7. Hukuk Dairesi 2016/17637 E. , 2016/11675 K.
"İçtihat Metni"
Mahkemesi :Asliye Hukuk Mahkemesi
(İş Mahkemesi Sıfatıyla)
Dava Türü : İşe İade
YARGITAY İLAMI
Taraflar arasında görülen dava sonucunda verilen hükmün, Yargıtayca incelenmesi davalı vekili tarafından istenilmekle, temyiz isteğinin süresinde olduğu anlaşıldı. Dosya incelendi, gereği görüşüldü:
Davacı vekili, tekel reyonunu açmama ve fiyat etiketini değiştirmeme eylemlerinden dolayı savunması alındığını ve uyarı verildiğini, son eylem olan kasasında açık çıkması iddiasının ise 06.04.2014 günü akşam kapanış yapmak için kasayı muhasebe odasına götürdüğünü ve 2-3 metre uzakta bulunan pos makinesinden gün sonu alma işlemlerini yapmaya gittiğini, 1-2 dakika geçmeden muhasebe odasına geri döndüğünde (hem muhasebeye bakan hem de mağaza sorumlusu konumunda olan) ..."ın kasa saymayı bitirmiş olduğunu gördüğünü, ... isimli kişinin kendisine “ kasasında 1000,00 TL açığın olduğunu” söylediğini, davacının “neden kasayı benim sayarak teslim etmemi beklemediniz, beni zan altında bırakıyorsunuz, benim kasamda açık yok ben eminim, ana kasanızda da açık olabilir, benim kasamda açık olduğunu söyleyerek beni suçluyorsunuz” cevabıyla kendisine imzalatılmaya çalışılan 1000,00 TL"lik kasa açığını kesinlikle kabul etmeyerek imzalamadığını, fesih bildirgesinde ise kusurlu gibi gösterilmeye çalışıldığını, yapılan fesih işleminin geçerli olmadığını belirterek feshin geçersizliğinin tespitine, işe iadesine, işe başlatmama tazminatı ile boşta geçen süre ücreti ve diğer haklara karar verilmesini talep etmiştir.

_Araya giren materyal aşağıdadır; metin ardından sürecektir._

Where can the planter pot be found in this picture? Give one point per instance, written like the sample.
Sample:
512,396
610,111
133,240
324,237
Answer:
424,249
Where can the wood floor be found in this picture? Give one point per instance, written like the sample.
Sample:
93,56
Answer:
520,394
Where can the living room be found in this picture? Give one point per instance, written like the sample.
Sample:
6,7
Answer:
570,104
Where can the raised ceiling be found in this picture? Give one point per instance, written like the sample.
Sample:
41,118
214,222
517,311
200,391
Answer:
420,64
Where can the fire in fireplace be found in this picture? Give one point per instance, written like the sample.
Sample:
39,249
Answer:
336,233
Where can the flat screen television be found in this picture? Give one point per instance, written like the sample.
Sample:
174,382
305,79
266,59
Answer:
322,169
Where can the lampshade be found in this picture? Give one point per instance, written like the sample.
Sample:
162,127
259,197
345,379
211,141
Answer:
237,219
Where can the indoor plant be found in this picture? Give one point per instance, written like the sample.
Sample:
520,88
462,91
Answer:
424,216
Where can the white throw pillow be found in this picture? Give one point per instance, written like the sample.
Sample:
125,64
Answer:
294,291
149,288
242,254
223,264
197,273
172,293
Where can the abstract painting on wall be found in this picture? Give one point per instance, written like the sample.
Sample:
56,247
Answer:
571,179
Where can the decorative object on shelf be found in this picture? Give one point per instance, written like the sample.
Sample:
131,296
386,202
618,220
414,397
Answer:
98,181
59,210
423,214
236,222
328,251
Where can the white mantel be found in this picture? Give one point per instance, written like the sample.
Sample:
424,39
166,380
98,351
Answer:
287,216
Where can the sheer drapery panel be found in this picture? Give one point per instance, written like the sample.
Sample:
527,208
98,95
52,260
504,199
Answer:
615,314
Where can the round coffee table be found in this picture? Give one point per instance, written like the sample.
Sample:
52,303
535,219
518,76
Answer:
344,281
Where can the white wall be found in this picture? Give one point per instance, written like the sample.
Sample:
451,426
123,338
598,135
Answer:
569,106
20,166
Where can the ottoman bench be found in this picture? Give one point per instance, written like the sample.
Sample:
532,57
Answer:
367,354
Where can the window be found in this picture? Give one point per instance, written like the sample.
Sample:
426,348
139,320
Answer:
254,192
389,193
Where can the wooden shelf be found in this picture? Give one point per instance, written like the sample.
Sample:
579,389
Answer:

Davalı vekili, davacının 05.12.2013 tarihinde kendisine teslim edilen fiyat etiketlerini değiştirmediğini ve aradan 2 gün geçtikten sonra verilen fiyat etiketlerinin diğer çalışanlarca ürün kolilerinin üzerinde bulunması nedeniyle ihtarat yapıldığını, akabinde 01.01.2014 tarihinde ise sigara reyonunda sigara kasasını açmaması ve verilen görevleri yerine getirmemesi nedeniyle savunması alınarak ihtarat yapıldığını, bu eylemlerden sonra feshe ana gerekçe olan 6.4.2014 taihinde mesai bitiminde sorumluluğunda bulunan kasayı gün sonu kapatma işlemi için muhasebe odasına götürmüşse de burada muhasebe yetkilisinin huzurunda kasayı teslim etmesi gerektiği halde bunu yapmamış ve kasasını masa üzerinde bırakarak oradan ayrılmış olduğunu, muhasebe yetkilisinin davacının bıraktığı kasada yapılan hesaplamada toplam satışla kasa miktarı arasında 1000,00 TL açık bulunduğunun tespit edildiğini, savunması alındığını ve iş aktinin haklı nedenle feshedildiğini savunarak davanın reddini istemiştir.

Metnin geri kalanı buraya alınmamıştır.